David Owen, equipment manager at Manchester Storm, better known as "Dease", left for Austria, where he accepted a job offer for the EBEL team, Graz 99ers.
And as Doug Mason's team is about to face Cardiff Devils in the Champions Hockey League, Dease admits he would not have realized his intention to return home as long as he would not have researched his new employers.
"In fact, I did not pay attention to the draw at that time because Manchester was not involved and I was not interested in doing so," he laughed.
"To be honest, I was more interested in Belfast because I have a lot of friends there and 'Taff' (Jason Ellery, Giants Equipment Manager) is one of my best friends . But it was only when I started talking to Graz and exploring his website that I noticed a link with the Cardiff logo on it.
"It was at that time that I realized I would come back. I go to Graz on the 25th July and we return to Cardiff at the end of August; I will be away for a month before I can see everyone again.

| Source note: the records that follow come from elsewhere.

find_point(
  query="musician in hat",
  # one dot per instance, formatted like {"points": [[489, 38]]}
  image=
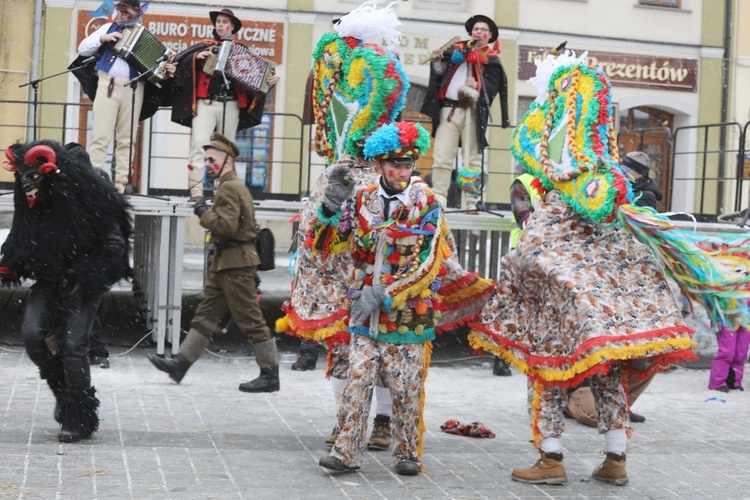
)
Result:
{"points": [[231, 283], [210, 103], [464, 81], [114, 105]]}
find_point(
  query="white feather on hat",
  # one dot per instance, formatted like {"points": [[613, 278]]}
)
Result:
{"points": [[369, 23], [547, 66]]}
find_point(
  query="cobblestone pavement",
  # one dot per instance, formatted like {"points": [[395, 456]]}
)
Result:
{"points": [[205, 439]]}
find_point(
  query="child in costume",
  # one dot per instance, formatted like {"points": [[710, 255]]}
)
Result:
{"points": [[579, 297]]}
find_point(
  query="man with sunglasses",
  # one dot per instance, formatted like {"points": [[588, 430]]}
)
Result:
{"points": [[231, 286]]}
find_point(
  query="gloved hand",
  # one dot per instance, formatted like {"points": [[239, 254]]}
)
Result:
{"points": [[339, 189], [364, 303], [200, 206]]}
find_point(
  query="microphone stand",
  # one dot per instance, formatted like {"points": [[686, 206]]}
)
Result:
{"points": [[35, 85]]}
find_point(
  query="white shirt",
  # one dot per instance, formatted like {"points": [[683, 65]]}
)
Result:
{"points": [[458, 80], [89, 46]]}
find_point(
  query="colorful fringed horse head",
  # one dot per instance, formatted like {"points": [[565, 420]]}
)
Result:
{"points": [[358, 86], [567, 138]]}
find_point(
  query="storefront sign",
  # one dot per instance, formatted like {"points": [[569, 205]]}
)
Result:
{"points": [[626, 70], [265, 39]]}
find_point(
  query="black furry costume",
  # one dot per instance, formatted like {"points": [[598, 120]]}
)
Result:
{"points": [[70, 233]]}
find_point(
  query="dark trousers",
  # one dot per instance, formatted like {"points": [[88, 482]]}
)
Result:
{"points": [[232, 290], [51, 307]]}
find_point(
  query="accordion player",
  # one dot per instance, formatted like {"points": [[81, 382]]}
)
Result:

"It's very surreal to know that I will come back to Cardiff, in my childhood club where I played as a junior, and then played and worked at the highest level.

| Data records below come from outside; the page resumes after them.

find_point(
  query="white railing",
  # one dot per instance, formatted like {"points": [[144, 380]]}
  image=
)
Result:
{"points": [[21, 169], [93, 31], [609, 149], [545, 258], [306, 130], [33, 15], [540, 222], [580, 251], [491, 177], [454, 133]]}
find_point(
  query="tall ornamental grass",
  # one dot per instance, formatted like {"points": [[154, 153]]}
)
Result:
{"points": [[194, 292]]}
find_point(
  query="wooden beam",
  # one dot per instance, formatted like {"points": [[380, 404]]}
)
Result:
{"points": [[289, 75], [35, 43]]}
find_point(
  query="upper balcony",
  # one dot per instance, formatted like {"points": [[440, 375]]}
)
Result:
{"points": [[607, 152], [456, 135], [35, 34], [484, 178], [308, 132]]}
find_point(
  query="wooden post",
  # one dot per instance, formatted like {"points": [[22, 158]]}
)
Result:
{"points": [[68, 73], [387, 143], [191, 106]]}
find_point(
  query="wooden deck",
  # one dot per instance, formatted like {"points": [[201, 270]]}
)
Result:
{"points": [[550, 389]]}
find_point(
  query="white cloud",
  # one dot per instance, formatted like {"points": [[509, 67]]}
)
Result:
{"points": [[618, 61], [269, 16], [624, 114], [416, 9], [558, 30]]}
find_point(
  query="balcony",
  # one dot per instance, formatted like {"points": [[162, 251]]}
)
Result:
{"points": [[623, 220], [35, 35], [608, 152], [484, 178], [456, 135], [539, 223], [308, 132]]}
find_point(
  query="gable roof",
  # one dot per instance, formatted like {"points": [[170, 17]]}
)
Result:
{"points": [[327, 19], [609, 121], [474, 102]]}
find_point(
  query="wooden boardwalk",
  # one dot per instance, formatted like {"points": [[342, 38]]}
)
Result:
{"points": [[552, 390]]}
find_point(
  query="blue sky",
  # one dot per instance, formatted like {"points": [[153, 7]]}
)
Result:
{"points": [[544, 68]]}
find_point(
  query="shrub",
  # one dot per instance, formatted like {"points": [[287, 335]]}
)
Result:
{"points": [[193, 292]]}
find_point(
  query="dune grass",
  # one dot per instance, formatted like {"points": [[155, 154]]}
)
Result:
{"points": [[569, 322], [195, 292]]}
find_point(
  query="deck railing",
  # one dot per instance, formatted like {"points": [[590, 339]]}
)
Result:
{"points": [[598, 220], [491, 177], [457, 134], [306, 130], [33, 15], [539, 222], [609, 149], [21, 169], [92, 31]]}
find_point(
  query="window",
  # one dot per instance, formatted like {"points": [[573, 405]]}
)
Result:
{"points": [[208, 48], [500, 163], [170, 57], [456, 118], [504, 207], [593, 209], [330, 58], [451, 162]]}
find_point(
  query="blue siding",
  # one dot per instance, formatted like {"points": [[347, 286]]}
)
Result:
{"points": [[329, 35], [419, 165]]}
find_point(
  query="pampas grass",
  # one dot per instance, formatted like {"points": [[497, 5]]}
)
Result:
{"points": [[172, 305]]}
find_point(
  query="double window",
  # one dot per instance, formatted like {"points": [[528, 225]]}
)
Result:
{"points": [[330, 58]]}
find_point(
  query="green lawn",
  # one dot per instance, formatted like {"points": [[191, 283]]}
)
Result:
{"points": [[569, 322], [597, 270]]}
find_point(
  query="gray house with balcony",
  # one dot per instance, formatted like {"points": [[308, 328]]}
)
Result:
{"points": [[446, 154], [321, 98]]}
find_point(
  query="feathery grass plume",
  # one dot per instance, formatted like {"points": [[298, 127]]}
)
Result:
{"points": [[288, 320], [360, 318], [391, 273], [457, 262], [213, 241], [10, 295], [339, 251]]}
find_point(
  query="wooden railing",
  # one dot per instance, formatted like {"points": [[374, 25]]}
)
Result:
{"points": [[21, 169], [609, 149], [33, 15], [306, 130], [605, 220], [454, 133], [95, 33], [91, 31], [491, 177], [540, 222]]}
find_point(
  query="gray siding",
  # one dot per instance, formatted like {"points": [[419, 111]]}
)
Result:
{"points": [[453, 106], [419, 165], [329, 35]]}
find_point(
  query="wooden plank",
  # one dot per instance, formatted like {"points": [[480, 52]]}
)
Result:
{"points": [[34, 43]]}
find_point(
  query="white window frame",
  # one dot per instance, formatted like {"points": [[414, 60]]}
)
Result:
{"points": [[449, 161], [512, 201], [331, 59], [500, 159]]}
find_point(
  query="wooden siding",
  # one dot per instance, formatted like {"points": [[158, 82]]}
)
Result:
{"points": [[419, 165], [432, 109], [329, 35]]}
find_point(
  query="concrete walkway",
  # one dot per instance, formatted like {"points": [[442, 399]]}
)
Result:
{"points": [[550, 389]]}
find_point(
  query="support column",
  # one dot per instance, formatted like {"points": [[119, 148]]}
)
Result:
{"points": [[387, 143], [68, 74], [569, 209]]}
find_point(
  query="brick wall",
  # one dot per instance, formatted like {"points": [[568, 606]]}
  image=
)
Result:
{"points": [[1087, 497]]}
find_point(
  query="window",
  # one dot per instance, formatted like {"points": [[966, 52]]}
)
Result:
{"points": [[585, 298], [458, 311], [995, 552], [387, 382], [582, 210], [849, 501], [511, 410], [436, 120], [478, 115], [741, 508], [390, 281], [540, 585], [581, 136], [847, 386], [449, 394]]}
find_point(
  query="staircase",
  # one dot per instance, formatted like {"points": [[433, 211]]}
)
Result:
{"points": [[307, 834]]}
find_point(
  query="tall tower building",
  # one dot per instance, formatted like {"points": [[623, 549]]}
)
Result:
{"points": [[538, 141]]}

Opening of employment: responsible for the equipment!
– Manchester Storm (@Mcr_Storm) on June 7, 2019
"It will be great for my children to participate in the game because they are always there with their mother, plus my parents too, so it is nice to see that with impatience."
There is no doubt that this 37-year-old puts his equipment management know-how and knows what to make use of while he and his girlfriend, Gwennan, are getting ready to go their luggage. for a new life in Austria, by downsizing and selling what they can before they leave.

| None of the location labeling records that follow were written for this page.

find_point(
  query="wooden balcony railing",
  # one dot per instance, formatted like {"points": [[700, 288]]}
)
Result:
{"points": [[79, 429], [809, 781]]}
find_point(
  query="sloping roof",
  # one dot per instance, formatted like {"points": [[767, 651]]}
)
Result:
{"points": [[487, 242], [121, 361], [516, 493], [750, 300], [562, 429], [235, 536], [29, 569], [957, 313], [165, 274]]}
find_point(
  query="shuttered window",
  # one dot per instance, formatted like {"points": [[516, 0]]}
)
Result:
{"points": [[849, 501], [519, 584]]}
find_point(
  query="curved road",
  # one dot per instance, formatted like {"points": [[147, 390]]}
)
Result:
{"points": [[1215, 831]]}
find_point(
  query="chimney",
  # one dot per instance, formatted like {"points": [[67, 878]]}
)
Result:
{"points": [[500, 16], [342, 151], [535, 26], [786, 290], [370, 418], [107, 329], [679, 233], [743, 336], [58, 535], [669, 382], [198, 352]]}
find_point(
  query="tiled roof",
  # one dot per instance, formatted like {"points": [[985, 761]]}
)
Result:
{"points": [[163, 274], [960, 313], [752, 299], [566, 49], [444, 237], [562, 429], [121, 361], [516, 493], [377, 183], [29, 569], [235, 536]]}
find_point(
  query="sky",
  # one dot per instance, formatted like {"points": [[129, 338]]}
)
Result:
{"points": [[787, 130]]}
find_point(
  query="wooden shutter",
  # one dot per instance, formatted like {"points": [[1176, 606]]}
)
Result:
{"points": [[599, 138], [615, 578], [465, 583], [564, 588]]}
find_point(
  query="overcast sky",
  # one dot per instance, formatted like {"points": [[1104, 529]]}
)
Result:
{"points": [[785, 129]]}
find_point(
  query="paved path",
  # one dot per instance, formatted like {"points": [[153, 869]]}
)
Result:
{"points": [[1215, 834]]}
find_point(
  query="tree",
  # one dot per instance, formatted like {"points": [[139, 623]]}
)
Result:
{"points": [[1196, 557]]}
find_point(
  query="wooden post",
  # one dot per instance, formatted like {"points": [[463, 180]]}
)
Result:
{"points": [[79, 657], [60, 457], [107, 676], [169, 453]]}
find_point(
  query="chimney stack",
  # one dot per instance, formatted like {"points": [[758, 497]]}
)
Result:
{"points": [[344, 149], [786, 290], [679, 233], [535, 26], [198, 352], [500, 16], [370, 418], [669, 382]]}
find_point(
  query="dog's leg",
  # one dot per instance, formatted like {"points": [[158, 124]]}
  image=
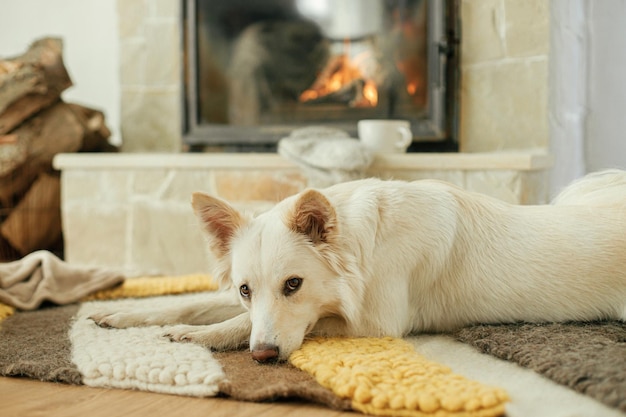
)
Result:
{"points": [[229, 334], [214, 309]]}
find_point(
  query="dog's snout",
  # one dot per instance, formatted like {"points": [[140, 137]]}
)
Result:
{"points": [[265, 353]]}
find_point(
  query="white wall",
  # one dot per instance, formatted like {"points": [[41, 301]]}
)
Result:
{"points": [[606, 122], [587, 87], [89, 31]]}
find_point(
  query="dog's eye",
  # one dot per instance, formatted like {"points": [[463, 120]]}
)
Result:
{"points": [[292, 285], [244, 291]]}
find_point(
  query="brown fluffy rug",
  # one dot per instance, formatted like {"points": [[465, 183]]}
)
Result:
{"points": [[587, 357]]}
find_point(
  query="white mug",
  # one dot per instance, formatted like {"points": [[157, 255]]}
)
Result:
{"points": [[385, 136]]}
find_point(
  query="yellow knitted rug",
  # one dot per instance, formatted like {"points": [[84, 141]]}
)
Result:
{"points": [[379, 376], [386, 376]]}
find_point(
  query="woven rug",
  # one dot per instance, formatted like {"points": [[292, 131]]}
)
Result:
{"points": [[375, 376]]}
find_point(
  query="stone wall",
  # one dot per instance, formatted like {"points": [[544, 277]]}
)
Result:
{"points": [[504, 74], [133, 211]]}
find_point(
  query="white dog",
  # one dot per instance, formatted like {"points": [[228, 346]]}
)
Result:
{"points": [[391, 258]]}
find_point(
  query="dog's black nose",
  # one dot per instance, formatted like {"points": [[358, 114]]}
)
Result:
{"points": [[265, 353]]}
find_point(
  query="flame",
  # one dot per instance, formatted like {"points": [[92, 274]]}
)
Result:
{"points": [[370, 92], [340, 72]]}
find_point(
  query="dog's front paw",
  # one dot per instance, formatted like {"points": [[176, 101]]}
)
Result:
{"points": [[182, 334], [121, 320], [107, 320]]}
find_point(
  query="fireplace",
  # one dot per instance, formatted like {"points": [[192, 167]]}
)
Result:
{"points": [[256, 70]]}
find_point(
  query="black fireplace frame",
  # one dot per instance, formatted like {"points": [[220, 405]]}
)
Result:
{"points": [[436, 131]]}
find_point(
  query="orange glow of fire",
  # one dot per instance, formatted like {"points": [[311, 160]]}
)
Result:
{"points": [[339, 73]]}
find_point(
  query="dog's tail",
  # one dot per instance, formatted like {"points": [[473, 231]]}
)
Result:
{"points": [[603, 188]]}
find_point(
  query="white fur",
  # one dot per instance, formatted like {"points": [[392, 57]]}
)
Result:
{"points": [[390, 258]]}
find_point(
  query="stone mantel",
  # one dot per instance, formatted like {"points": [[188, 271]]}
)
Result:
{"points": [[521, 161]]}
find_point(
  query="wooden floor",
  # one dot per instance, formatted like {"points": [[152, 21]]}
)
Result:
{"points": [[29, 398]]}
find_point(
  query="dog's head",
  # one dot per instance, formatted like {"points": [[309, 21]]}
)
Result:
{"points": [[280, 263]]}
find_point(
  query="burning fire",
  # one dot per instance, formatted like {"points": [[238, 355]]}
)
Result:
{"points": [[343, 74]]}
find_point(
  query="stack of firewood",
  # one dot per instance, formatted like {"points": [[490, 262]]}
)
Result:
{"points": [[35, 125]]}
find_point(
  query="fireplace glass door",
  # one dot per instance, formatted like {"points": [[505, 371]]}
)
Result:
{"points": [[257, 69]]}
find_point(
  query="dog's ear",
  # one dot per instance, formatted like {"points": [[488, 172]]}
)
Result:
{"points": [[313, 216], [219, 220]]}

But how did a Welshman working in Manchester end up being offered a job with the team that finished second at EBEL last season?
Dease explains, "One of my friends with whom I was playing in Cardiff and we kept in touch, he sent me a message at the end of the season to tell me that there were teams looking for equipment guys on the mainland and said that Graz was one of them.
"He asked me if he could propose my name, unless problems arose then I said that there was none, and that he did not think about it anymore. It's a dream and you do not see the British taking advantage of these opportunities.
"A week ago, their trainer, Doug Mason, phoned me and we talked, and then their general manager sent me a message seeking to talk the next day. I thought I thought the situation would be tricky, then the next thing you know, I'm offered a contract and the flights are booked. Everything was done and dusted.
"They asked questions about what I did, about planning, about how I manage my time, and about different situations I was in and overcame. In addition, being involved in championship teams in Cardiff and going into the CHL was very helpful.
"I traveled abroad without help, so it was a fundamental question about my experience, so it was interesting and I'm glad to take this opportunity.
"Oddly enough, In preparation knowing what to pack is exactly what I do now before leaving.It is a case of downsizing because we had all the equipment needed to get from Cardiff to Manchester.
"Last week, we randomly sold furniture on local Facebook pages to go to Austria and find out what to take."
He admits that everything has been a whirlwind since the job was offered to him and that he accepted the job last week. Dease says the fact that he's still shocked is still a shock.
And he revealed one of his concerns, namely to question his new coach, Doug Mason, about when they spoke, which was quickly put at ease.
He added, "The opportunity is huge and it's surreal to think that I managed to get a job like that. Getting the interview was amazing, but landing a job was a shock. I'm still in shock, but I'm excited about the adventure ahead.
"Who knows, it could lead to something else, but if it does not happen that way, I can always say that I did it.
"The good news for me is that I do not have to get started immediately in learning the language. This was one of the first things I asked the coach.
"Everything is English in the locker room, so as long as I can do it, everything is fine."